Implement minimum window substring with counts
Company: DoorDash
Role: Data Scientist
Category: Coding & Algorithms
Difficulty: medium
Interview Round: Technical Screen
Implement a function min_window_with_counts(s: str, t: str) -> tuple[int,int] that returns the (start_index, end_index) of the shortest substring of s containing all characters in t with at least their required multiplicities. Constraints and rules:
- ASCII strings; case-sensitive; indices are 0-based; return (-1, -1) if no window exists.
- The window cannot skip characters; whitespace and punctuation in s count as normal characters.
- If multiple windows have the same minimal length, return the one with the smallest start index; if still tied, the one with the smallest end index.
- Time complexity must be O(n) and space O(Σ) using a sliding window and frequency maps; do not sort or use nested scans over s.
- You must handle large inputs (len(s) up to 2e6) without quadratic behavior.
Provide at least 3 test cases, including:
1) s = "ADOBECODEBANC", t = "ABC" -> expected (9, 12) for "BANC".
2) s = "aAaBbBc", t = "Aab" -> expected (0, 3) for "aAaB" (meets counts: A×2, a×1, b×1) or any equally minimal valid window following tie-breaking.
3) s = "xyzzzy", t = "zz" -> expected (2, 3). Explain how your code maintains counts and a satisfied counter.
Quick Answer: This question evaluates understanding of sliding-window algorithms, frequency/count maps, handling character multiplicities and case sensitivity in string processing, along with attention to tie-breaking by indices and linear-time/space constraints.
Implement `min_window_with_counts(s, t)` that returns the inclusive `(start_index, end_index)` of the shortest contiguous substring of `s` that contains every character of `t` with at least its required multiplicity.
Rules:
- ASCII strings; matching is case-sensitive ('b' != 'B'); indices are 0-based.
- The window is contiguous (you cannot skip characters); whitespace and punctuation count as normal characters.
- If `t` has repeated characters (e.g. "AABC"), the window must contain at least that many of each.
- Return `(-1, -1)` if no valid window exists, or if `t` is empty.
- If several windows share the minimal length, return the one with the smallest start index; if still tied, the smallest end index. (With a standard sliding window the first minimal window encountered already satisfies this.)
- Must run in O(n) time and O(Σ) space using a sliding window with frequency maps and a satisfied counter; no sorting, no nested scans over `s`. Inputs can be large (len(s) up to 2e6).
Examples:
1. s = "ADOBECODEBANC", t = "ABC" -> (9, 12) (substring "BANC").

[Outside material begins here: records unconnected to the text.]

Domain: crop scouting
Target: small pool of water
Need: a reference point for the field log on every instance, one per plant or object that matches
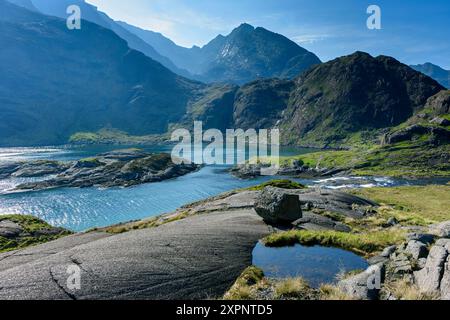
(317, 265)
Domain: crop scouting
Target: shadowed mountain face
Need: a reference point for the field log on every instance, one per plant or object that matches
(90, 13)
(437, 73)
(351, 94)
(246, 54)
(55, 82)
(24, 4)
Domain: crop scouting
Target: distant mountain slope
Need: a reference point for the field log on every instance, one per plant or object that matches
(180, 56)
(55, 82)
(90, 13)
(354, 93)
(245, 55)
(329, 105)
(437, 73)
(24, 3)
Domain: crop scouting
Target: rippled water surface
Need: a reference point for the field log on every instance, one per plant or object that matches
(81, 209)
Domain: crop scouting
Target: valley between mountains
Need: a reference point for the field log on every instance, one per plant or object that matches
(105, 97)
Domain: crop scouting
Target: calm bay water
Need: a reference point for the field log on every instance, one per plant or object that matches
(81, 209)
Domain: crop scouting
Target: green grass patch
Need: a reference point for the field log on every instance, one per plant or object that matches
(244, 287)
(34, 232)
(412, 205)
(282, 184)
(361, 243)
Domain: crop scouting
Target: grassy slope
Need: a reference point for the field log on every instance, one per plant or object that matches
(411, 206)
(35, 231)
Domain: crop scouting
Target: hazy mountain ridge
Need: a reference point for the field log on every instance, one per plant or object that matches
(437, 73)
(90, 13)
(56, 82)
(49, 93)
(354, 93)
(244, 55)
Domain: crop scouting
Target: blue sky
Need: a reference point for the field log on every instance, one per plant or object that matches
(413, 31)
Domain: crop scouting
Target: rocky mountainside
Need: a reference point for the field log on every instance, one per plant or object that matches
(437, 73)
(56, 82)
(333, 102)
(246, 54)
(90, 13)
(354, 93)
(24, 4)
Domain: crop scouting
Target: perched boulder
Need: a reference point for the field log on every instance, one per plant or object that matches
(366, 285)
(388, 251)
(441, 121)
(429, 278)
(416, 249)
(444, 243)
(277, 206)
(421, 237)
(445, 282)
(442, 230)
(400, 264)
(9, 229)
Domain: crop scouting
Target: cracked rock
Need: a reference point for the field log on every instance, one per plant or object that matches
(429, 278)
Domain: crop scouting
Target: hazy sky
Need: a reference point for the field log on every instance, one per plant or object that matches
(413, 31)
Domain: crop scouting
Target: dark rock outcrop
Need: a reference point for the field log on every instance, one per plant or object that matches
(277, 206)
(118, 168)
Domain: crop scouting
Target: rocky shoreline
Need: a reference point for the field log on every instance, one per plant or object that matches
(215, 236)
(121, 168)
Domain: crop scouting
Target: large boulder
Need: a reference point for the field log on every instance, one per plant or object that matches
(442, 230)
(445, 282)
(416, 249)
(366, 285)
(9, 229)
(429, 278)
(277, 206)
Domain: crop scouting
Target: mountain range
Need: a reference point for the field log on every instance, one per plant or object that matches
(439, 74)
(246, 54)
(56, 82)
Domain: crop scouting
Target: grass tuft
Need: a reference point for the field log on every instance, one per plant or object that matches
(360, 243)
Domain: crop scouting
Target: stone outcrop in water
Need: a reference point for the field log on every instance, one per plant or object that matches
(277, 206)
(122, 168)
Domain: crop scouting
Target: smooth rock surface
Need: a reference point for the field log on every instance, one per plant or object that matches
(416, 249)
(199, 257)
(429, 278)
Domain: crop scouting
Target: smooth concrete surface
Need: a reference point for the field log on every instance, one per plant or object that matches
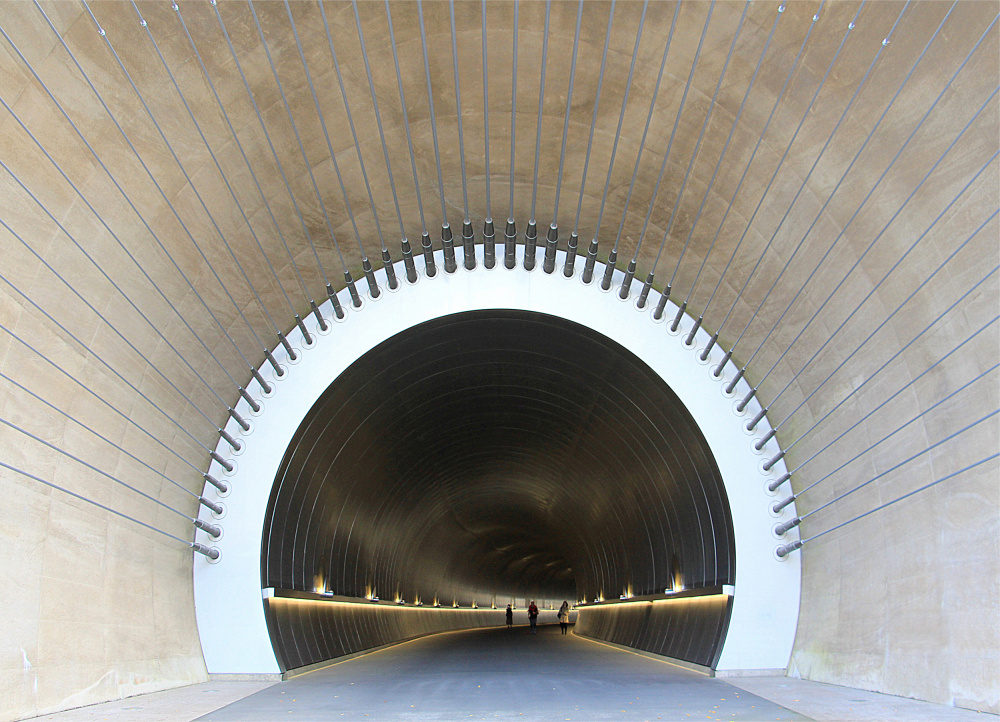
(904, 601)
(513, 676)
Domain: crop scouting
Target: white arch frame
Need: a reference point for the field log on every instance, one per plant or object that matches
(228, 604)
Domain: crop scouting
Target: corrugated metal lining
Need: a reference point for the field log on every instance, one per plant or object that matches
(497, 455)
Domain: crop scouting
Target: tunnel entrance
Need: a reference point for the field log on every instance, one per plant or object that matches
(489, 457)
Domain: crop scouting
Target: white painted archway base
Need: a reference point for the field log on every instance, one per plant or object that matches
(228, 603)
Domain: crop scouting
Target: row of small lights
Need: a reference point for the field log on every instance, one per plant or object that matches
(416, 602)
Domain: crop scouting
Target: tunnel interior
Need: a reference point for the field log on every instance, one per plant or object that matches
(497, 456)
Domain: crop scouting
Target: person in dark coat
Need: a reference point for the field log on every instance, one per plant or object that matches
(564, 617)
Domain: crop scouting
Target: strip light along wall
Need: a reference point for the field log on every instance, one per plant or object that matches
(721, 590)
(331, 598)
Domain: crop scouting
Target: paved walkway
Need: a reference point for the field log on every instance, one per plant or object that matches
(496, 675)
(500, 675)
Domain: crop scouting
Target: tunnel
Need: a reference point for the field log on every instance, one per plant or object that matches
(496, 457)
(327, 326)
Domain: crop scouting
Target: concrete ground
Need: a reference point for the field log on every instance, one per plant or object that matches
(494, 674)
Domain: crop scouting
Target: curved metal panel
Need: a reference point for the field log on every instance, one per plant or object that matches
(493, 455)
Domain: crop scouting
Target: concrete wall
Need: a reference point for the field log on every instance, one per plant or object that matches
(901, 602)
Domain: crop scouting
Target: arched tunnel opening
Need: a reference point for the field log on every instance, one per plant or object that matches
(493, 457)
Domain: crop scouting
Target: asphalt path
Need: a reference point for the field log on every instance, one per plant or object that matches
(496, 674)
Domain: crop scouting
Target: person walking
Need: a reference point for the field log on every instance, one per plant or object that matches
(564, 617)
(533, 617)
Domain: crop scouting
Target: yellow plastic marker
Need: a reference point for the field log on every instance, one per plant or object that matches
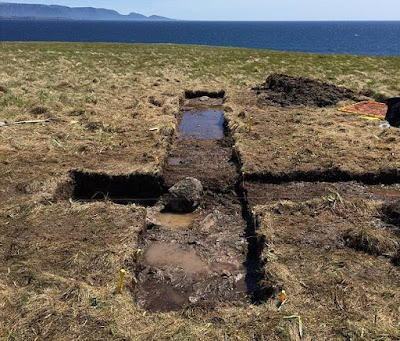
(282, 299)
(138, 253)
(282, 296)
(121, 280)
(250, 126)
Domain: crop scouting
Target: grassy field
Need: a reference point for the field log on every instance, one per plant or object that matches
(113, 111)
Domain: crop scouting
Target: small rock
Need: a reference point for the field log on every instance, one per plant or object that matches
(193, 299)
(185, 196)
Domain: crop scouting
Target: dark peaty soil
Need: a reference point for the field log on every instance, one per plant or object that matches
(283, 90)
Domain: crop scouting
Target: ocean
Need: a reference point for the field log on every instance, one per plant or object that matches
(356, 38)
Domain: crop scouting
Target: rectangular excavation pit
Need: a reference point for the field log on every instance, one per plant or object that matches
(141, 189)
(203, 99)
(191, 94)
(202, 125)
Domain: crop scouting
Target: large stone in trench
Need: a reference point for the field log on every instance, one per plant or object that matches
(185, 195)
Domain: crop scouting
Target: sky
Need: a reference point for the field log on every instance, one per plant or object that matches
(246, 9)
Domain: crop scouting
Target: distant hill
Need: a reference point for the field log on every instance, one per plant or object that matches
(11, 10)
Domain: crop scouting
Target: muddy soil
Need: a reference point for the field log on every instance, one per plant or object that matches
(263, 193)
(201, 257)
(198, 263)
(207, 160)
(285, 91)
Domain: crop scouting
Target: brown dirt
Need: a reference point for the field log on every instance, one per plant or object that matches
(210, 161)
(60, 259)
(259, 193)
(201, 263)
(337, 289)
(287, 142)
(283, 90)
(368, 108)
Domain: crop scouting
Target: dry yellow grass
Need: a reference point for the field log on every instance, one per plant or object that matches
(340, 292)
(60, 260)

2. s = "aAaBbBc", t = "Aab" -> (1, 4) (substring "AaBb"; the lowercase 'b' rules out the (0,3) window).
3. s = "xyzzzy", t = "zz" -> (2, 3) (substring "zz").
Constraints
- ASCII strings; matching is case-sensitive.
- 0-based, inclusive indices.
- Return (-1, -1) if no valid window exists or t is empty.
- len(s) can be up to 2e6 - must be O(n), no sorting or nested scans over s.
- Repeated characters in t require that many occurrences in the window.
- On a tie in length, prefer the smallest start index, then smallest end index.
Examples
Input: ("ADOBECODEBANC", "ABC")
Expected Output: (9, 12)
Explanation: The shortest window containing A, B and C is "BANC" at indices 9..12.
Input: ("aAaBbBc", "Aab")
Expected Output: (1, 4)
Explanation: Case-sensitive: need A x1, a x1, b x1. "AaBb" (indices 1..4) is the shortest window with all three; the (0,3) window "aAaB" lacks lowercase 'b'.
Input: ("xyzzzy", "zz")
Expected Output: (2, 3)
Explanation: need z x2. The first two z's form the shortest window at indices 2..3.
Input: ("abc", "d")
Expected Output: (-1, -1)
Explanation: 'd' never appears in s, so no window exists.
Input: ("", "a")
Expected Output: (-1, -1)
Explanation: Empty source string has no window.
Input: ("a", "a")
Expected Output: (0, 0)
Explanation: Single matching character is a window of length 1.
Input: ("aa", "aa")
Expected Output: (0, 1)
Explanation: need a x2; the whole string is the only window meeting the multiplicity.
Input: ("bba", "ab")
Expected Output: (1, 2)
Explanation: need a x1, b x1. "ba" at indices 1..2 is shorter than "bba" and is the first minimal window.
Hints
- Build a need map of required counts from t and let required = number of distinct chars in t.
- Expand a right pointer over s. Only track characters that appear in t; increment a satisfied counter `have` exactly when window[c] first reaches need[c].
- When have == required the window is valid; shrink from the left, recording the shortest window, and decrement `have` only when removing a char drops window[c] below need[c].